If you have the same enduring love for trashy Top 40 music that I do, you probably can't hear the words "cherry chapstick" without thinking of the 2008 Katy Perry song about a bisexual dalliance. "I Kissed a Girl" was a catchy pop tune that, at first listen, sounded progressive. After the second listening, it began to rub people the wrong way, and after the 50th? Well, the problems with the song's message, and the way this message would affect women who experience attraction to other women, became quite clear. I won't waste time delving into them, as a Feministing article from seven years ago spells out the issues with the song quite well.
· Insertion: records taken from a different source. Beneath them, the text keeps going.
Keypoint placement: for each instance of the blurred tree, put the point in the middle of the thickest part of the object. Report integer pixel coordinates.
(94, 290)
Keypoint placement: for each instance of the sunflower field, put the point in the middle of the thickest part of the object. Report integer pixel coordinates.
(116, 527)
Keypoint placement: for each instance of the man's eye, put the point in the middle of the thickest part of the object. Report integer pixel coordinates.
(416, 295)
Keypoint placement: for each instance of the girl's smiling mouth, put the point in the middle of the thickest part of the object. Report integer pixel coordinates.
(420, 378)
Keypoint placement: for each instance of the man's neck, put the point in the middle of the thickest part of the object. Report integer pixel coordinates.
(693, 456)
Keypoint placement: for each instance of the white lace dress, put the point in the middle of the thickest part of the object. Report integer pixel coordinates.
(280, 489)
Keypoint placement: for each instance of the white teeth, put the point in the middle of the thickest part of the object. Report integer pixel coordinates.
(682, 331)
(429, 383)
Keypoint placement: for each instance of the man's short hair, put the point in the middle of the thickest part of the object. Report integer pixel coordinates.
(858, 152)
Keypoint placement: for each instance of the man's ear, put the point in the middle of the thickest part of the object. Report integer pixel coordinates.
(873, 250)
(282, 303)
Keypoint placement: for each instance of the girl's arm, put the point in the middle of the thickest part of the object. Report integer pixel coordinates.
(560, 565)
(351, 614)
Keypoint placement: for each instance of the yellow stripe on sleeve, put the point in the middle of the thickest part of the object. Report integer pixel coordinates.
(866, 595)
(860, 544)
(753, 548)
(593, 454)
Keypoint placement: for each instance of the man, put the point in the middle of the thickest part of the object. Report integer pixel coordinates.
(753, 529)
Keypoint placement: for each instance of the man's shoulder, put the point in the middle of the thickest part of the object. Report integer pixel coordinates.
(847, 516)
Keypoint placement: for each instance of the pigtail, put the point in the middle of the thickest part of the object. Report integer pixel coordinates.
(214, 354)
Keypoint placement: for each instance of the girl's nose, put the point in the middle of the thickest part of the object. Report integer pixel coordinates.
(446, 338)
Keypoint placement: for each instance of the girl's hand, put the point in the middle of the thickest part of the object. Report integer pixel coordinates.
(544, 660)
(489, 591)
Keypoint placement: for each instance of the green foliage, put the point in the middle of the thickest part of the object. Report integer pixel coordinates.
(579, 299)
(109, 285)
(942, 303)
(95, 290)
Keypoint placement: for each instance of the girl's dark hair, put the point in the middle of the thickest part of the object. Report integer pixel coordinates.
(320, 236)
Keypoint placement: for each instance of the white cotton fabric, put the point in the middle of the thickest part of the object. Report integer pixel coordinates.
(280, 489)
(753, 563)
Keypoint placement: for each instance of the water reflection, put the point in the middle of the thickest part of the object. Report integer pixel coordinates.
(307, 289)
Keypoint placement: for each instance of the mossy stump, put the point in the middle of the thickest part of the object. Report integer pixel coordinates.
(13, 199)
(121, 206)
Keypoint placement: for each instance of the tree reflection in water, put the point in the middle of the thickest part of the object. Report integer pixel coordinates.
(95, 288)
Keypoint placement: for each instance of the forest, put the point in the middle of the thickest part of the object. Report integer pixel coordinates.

Enter, Little Big Town's hit song "Girl Crush". I heard the song for the very first time when I tuned into the Grammy's. Like everyone else, I was watching the Grammy's to catch the performance by the cast of Hamilton, and didn't expect to see such a provocatively titled song performed. When they announced the performance of a song titled "Girl Crush", I'll admit that I got a little excited. Could it be? Could country music be experiencing a new wave of progressive thinking? Of course not. It's an even more frustrating reincarnation of "I Kissed a Girl"."Girl Crush" is a fairly irritating term for women in the LGBT community already, but to see it warped even further to serve this (very heterosexual) song is downright exhausting. The song uses seemingly gay subtext to provoke the listener's attention before explaining it away with a lyrical "just kidding, actually straight". Choice lyrics include the promising: "I wanna taste her lips" which is then immediately spoiled by "yeah cause they taste like you". It is the very personification of queerbaiting, which involved the invocation of homoerotic tension, in order to attract attention without ever intending to provide actual delivery on said tension. Honestly, having deliberately queer-coded language used to spice up the song's overdone jealousy narrative is more than a little insulting.
I love Dolly Parton as much as the next slightly bruised Georgia Peach, but I won't pretend that country isn't a genre where homophobia is allowed to flourish. Country music stations are banning the song "Girl Crush" due to its homosexual subtext. If you just heard a popping sound, it was me rolling my eyes so hard that I strained a muscle. If an insultingly faux-gay song can't even make it onto a country station, then there is very little hope for a song about an actual same-sex relationship. I can only hope that, someday, non-straight women will be able to listen to poorly-written pop songs and see themselves represented, instead of being continually fed Diet Gay and asked to accept it.